K Selvaraju, the secretary-general of Southern India Mills Association, which comprises 2,000 cotton yarn/spinning mills, with more than 1,300 mills are small and medium in nature and have been situated in Tamil Nadu in particular, have incurred a loss of more than R11,000 crore in last one year due to cartelisation of foreign cotton traders and severe price crash of both cotton and yarn since January 2011 owing to restrictions on cotton export and suspension of yarn exports.”
“Flush with huge funds, a few multinational traders who entered into Indian cotton markets, have bought out the cotton and yarn production completely, and ended up creating artificial shortage in domestic market during October-April period, which led mills to buy the commodity at high costs to ensure mills running continuously,” he said.

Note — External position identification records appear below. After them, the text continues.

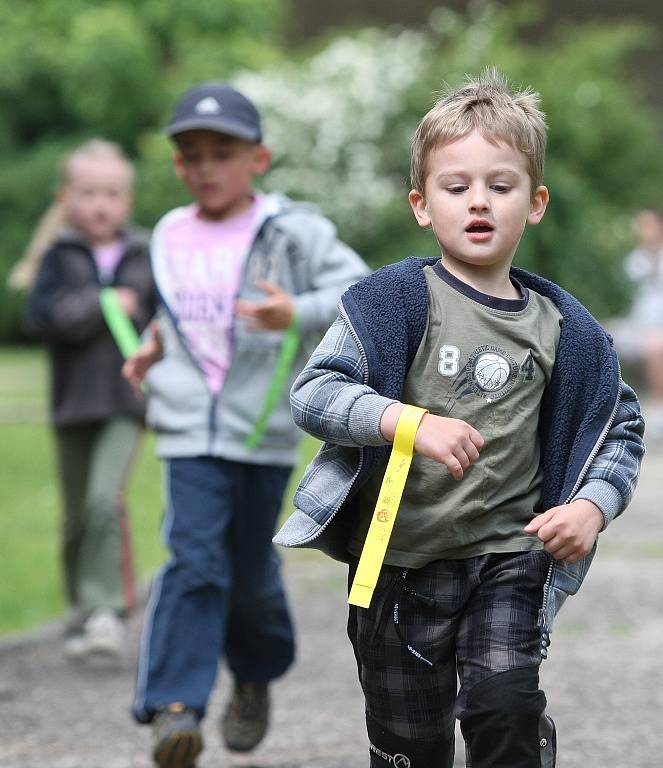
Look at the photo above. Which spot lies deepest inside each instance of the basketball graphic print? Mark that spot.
(491, 371)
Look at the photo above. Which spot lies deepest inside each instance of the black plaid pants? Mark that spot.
(476, 620)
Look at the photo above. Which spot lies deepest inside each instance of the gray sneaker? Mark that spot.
(245, 722)
(177, 737)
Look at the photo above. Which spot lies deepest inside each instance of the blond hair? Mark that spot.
(94, 149)
(490, 105)
(49, 226)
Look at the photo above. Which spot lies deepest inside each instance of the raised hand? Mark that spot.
(272, 314)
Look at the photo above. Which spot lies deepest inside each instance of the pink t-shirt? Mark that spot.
(201, 266)
(108, 257)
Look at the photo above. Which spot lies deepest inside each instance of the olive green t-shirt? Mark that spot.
(487, 361)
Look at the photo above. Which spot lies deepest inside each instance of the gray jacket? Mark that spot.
(296, 248)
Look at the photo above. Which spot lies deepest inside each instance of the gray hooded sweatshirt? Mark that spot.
(296, 248)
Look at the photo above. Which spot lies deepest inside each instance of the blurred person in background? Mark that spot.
(97, 417)
(243, 277)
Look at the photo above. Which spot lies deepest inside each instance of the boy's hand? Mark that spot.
(136, 367)
(569, 531)
(272, 314)
(451, 442)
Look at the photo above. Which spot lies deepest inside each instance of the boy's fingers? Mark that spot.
(472, 452)
(455, 468)
(269, 288)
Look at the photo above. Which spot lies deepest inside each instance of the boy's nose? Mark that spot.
(478, 200)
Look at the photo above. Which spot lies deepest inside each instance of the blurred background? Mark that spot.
(341, 86)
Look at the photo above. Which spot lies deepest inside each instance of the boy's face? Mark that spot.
(219, 170)
(477, 200)
(96, 197)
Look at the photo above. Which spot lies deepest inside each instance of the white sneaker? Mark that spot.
(102, 633)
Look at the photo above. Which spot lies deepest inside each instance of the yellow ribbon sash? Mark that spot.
(386, 508)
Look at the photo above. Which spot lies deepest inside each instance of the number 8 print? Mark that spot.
(449, 357)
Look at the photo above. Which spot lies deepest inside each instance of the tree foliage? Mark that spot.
(339, 119)
(72, 69)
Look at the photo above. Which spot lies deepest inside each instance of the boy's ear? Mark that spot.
(262, 159)
(538, 205)
(419, 208)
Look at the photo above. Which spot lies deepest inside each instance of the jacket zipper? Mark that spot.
(353, 333)
(574, 490)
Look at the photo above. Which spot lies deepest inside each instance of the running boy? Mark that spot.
(240, 275)
(530, 447)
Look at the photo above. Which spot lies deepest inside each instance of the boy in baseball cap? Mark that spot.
(247, 281)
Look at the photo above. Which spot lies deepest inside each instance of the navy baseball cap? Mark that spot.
(216, 106)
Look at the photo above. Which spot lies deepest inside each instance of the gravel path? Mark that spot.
(603, 678)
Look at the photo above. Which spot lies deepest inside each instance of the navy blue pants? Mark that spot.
(221, 593)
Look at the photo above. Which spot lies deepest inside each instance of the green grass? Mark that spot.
(30, 580)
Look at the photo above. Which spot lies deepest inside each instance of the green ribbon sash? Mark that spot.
(284, 362)
(119, 324)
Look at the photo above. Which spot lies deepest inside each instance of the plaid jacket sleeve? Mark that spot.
(330, 399)
(612, 476)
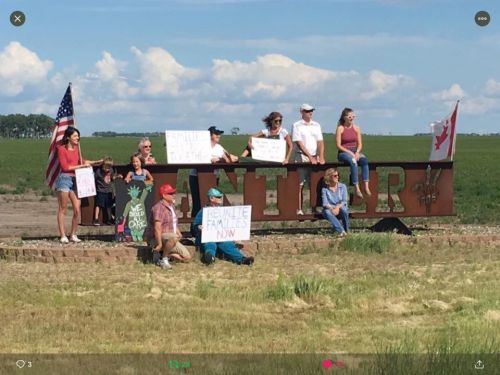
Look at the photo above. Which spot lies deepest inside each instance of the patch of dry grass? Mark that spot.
(406, 298)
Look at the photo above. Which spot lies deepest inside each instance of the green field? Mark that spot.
(476, 184)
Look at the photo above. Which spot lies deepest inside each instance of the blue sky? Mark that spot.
(153, 65)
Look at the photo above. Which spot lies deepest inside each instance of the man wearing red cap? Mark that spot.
(162, 232)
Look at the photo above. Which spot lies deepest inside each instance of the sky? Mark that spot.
(153, 65)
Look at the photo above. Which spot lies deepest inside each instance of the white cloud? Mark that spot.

With requests from mills and allied industries, former Union textiles minister Dayanidhi Maran brought out a ceiling, thereby, restricting exports of 55 lakh bales a year. However, the entire quantity were expored by traders in a short span of 45 days, exploiting global shortage and better price remuneration, leaving the domestic mills in the lurch. “In a short span of a year, the cotton per candy price jumped from R38,000 to R62,500 a candy during Ocober 2010-April 2011 period, and forced the domestic mills to buy at such an exorbitant price, putting them in financial stress, Selvaraju pointed out. “Relying on the traders’ claims that there the prices will go up further to R80,000 a candy and to ensure continuous productivity, the mills were forced to borrow heavily to buy the cotton at high costs and entered into huge debt burden. To all our disappointment, the prices crashed to the old level of R38,000 due to crash in global markets in March/April 2011, left the mills with the cash loss of around R6,000 crore,” he said.

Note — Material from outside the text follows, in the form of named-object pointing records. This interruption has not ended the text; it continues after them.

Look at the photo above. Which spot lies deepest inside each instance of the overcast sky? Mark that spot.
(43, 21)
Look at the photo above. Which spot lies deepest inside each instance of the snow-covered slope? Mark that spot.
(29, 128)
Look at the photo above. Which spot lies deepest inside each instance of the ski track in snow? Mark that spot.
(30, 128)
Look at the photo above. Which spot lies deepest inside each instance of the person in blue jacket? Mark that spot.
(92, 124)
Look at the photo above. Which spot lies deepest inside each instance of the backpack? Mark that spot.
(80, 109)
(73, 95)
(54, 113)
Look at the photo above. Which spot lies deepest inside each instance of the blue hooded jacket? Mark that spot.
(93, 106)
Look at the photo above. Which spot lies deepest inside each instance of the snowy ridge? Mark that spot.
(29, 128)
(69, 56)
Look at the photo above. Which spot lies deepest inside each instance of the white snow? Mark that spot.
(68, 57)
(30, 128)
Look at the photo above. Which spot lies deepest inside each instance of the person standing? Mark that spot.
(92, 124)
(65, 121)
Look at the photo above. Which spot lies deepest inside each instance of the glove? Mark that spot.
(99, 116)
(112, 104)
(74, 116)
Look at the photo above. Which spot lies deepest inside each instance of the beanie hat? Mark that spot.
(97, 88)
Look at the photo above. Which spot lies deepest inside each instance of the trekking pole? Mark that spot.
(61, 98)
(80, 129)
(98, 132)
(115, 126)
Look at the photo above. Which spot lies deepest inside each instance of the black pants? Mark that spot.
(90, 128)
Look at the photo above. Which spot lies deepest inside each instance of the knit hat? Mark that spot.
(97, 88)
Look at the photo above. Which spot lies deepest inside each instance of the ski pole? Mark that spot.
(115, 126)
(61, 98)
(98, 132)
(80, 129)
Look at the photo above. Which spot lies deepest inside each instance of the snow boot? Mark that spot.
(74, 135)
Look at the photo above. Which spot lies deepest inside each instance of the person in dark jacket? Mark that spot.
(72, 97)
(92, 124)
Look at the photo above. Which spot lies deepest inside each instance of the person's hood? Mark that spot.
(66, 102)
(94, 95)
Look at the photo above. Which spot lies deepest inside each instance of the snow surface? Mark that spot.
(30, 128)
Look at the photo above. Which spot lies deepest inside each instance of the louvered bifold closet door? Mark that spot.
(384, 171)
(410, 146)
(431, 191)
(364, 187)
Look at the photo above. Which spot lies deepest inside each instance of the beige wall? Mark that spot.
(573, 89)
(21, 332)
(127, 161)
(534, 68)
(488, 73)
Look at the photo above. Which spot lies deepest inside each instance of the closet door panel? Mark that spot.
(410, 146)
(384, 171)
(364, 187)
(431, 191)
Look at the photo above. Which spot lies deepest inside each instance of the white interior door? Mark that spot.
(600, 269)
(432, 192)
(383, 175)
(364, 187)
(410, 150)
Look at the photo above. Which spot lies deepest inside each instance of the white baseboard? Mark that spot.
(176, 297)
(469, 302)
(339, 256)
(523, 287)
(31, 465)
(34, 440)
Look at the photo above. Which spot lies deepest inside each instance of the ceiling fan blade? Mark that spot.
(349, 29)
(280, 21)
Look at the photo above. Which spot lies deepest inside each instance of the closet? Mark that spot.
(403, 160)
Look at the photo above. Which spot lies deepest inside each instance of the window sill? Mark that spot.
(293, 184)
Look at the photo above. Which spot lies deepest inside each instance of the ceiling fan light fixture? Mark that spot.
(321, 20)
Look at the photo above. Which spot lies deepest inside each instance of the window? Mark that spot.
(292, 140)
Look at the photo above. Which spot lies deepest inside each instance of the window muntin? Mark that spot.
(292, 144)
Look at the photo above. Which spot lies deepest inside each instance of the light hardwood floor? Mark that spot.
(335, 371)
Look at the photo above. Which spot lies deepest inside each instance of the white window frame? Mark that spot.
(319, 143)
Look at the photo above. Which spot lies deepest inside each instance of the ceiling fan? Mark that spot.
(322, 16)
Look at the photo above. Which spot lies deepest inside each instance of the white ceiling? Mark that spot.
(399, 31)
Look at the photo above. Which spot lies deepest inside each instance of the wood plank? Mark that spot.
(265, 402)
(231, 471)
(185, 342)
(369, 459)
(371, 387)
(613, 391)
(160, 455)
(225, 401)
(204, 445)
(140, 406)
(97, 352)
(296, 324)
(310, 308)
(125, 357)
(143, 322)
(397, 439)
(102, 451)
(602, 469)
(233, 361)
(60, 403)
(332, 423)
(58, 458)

To a question, he said, “It was the same situation on the yearn front too. To cash in on the seasonal period, traders exported the entire ceiling of 720 million kg of yarn by December, anticipating government to relax the overall export ceiling to 1,000 million kg, but in vain and could not do so in the January-March 2011 period, and once again indebted to the tune of R6,000 crore more on yarn side.
“With an overall inventory loss of around R12,000 crore, coupled with the declined demand of both cotton and yarn owing to closure of 750-odd dyeing units in and around Triupur, the main sources of yarn, the prices of yarn crashed from a high of R285 a kg to R130 and R100 a kg during April and May, which led to huge liquidity problems in the cotton mills sector,” he said.
“The 40% power cut, FTA with Bangladesh and other Saarc countries, closure of Tirupur dyeing units, sluggish demand in the European and US markets and huge financial burden of around R12,000 crore have all led to the southern mills, accounting for 47% of India’s total production, cut their output to one-third of their normal capacity over the last few quarters. “The situation is grim as most of the mills are on the verge of closure or facing closure. Even those big mills which have been making profits have started reporting huge losses owing to the ongoing crisis,” he said.
He said, “Despite our repeated reminders and requisitions to RBI, ministries concerned, seeking waiver of interest and restructuring of debt apart from issuance of fresh working capital to back to normal, nothing happened so far. Unless and until RBI and the ministries take immediate steps, it is very difficult for the bankrupt mills to revive back,” he added. A special provisioning should be made in the RBI guidelines to ensure adequate support to this sector as there are around 2,000 mills are in this region with more than 1,300 are in the small and medium sector. Nearly 200,000 people have already lost their jobs owing to poor productivity, he said further.